Это – те, чтобы нас упасти от безумья,
не обмолвились словом, не подняли глаз.
Одинокие их силуэты связуя,
то ли страсть, то ли мысль, то ли чайка неслась.
Вот один, вот другой размыкается скрежет.
Им пора уходить. Мы останемся здесь.
Кто так смел, что мосты эти надвое режет —
для удобства судов, для разрыва сердец.
Этот город, к высокой допущенный встрече,
не сумел её снесть и помешан вполне,
словно тот, чьи больные и дерзкие речи
снизошёл покарать властелин на коне.
Что же городу делать? Очнулся – и строен,
сострадания просит, а делает вид,
что спокоен и лишь восхищенья достоин.
Но с такою осанкою – он устоит.
Чужестранец, ревнитель пера и блокнота,
записал о дворце, что прекрасен дворец.
Утаим от него, что заботливый кто-то
драгоценность унёс и оставил ларец.
Жизнь – живей и понятней, чем вечная слава.

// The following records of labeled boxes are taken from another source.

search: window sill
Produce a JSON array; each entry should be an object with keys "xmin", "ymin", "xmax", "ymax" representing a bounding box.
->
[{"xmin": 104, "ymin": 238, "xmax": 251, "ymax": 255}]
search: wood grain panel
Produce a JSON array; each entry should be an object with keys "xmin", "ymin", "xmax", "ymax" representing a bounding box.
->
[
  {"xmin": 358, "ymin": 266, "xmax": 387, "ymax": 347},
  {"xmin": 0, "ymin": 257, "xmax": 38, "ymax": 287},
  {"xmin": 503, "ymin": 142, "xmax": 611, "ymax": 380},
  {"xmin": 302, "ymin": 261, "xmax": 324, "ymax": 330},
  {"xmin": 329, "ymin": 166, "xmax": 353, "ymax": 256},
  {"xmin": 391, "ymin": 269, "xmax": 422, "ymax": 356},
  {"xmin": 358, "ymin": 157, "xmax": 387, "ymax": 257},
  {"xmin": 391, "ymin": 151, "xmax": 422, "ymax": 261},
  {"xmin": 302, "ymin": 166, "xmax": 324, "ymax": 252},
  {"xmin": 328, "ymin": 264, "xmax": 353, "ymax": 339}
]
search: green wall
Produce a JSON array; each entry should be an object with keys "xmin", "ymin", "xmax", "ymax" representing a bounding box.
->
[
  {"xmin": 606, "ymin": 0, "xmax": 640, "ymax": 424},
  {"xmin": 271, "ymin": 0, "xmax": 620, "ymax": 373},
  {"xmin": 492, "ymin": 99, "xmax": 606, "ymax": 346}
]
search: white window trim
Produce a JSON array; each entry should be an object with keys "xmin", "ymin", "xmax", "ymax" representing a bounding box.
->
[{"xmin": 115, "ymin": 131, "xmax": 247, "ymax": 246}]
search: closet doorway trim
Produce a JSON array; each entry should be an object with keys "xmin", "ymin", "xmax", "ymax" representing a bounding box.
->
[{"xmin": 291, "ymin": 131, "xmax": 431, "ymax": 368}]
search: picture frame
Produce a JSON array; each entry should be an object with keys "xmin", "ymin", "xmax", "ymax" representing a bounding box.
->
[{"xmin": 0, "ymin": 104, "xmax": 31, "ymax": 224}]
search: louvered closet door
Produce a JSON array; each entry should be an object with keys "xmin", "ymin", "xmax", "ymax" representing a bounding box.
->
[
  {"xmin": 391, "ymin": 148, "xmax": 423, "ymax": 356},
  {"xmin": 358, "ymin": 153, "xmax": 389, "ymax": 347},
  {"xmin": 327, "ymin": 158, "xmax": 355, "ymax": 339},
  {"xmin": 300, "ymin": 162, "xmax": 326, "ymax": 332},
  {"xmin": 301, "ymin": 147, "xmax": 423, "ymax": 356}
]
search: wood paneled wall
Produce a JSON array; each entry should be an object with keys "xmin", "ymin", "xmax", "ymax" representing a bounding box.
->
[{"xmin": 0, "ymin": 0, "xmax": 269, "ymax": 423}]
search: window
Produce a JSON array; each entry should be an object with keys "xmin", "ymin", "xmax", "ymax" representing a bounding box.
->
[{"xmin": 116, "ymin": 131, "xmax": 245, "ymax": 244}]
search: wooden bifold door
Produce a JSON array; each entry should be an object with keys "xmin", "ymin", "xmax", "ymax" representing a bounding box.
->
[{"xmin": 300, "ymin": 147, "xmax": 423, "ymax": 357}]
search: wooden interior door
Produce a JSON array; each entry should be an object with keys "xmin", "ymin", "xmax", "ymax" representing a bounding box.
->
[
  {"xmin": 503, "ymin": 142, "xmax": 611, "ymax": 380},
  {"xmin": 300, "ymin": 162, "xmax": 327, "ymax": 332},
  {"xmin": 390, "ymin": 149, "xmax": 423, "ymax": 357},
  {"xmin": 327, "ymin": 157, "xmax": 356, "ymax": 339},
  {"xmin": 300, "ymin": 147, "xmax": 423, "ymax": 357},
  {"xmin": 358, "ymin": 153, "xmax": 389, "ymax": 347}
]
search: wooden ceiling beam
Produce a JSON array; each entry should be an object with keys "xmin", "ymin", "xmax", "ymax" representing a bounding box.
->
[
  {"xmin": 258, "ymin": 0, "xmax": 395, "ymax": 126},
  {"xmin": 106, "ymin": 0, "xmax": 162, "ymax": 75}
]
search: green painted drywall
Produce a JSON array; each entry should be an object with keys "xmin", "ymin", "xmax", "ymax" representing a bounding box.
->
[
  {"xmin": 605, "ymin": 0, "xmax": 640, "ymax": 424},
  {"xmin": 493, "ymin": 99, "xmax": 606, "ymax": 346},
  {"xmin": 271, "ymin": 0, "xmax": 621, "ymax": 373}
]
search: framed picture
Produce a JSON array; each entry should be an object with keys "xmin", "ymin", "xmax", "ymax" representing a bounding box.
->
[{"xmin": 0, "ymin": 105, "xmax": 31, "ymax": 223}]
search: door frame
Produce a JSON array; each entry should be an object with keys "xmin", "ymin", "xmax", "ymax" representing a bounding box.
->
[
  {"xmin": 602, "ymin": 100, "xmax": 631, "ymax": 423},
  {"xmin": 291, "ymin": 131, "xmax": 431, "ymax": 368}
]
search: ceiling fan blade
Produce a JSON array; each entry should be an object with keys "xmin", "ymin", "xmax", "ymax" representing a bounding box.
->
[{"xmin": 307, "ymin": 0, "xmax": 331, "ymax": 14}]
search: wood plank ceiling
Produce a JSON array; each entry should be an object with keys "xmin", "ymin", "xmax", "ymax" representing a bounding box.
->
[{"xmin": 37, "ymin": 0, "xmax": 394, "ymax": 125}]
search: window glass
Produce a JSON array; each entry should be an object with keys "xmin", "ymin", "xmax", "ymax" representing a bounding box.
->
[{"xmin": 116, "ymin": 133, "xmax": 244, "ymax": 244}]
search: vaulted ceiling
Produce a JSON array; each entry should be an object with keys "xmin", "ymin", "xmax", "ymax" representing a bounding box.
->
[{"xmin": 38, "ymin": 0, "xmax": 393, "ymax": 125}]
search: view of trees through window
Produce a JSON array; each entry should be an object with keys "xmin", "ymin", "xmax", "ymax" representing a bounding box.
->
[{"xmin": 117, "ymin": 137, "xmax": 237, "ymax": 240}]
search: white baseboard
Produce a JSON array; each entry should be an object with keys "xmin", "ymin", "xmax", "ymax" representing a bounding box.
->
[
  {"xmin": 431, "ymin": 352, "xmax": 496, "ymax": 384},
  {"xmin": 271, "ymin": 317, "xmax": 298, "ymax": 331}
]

Огибая величье, туда побреду,
где в пруду, на окраине Летнего сада,
рыба важно живёт у детей на виду.
Милый город, какая огромная рыба!
Подплыла и глядит, а зеваки ушли.
Не грусти! Не отсутствует то, что незримо.
Ты и есть достоверность бессмертья души.
Но как странно взглянул на меня незнакомец!
Несомненно: он видел, что было в ночи,
наглядеться не мог, ненаглядность запомнил —
и усвоил… Но город мне шепчет: молчи!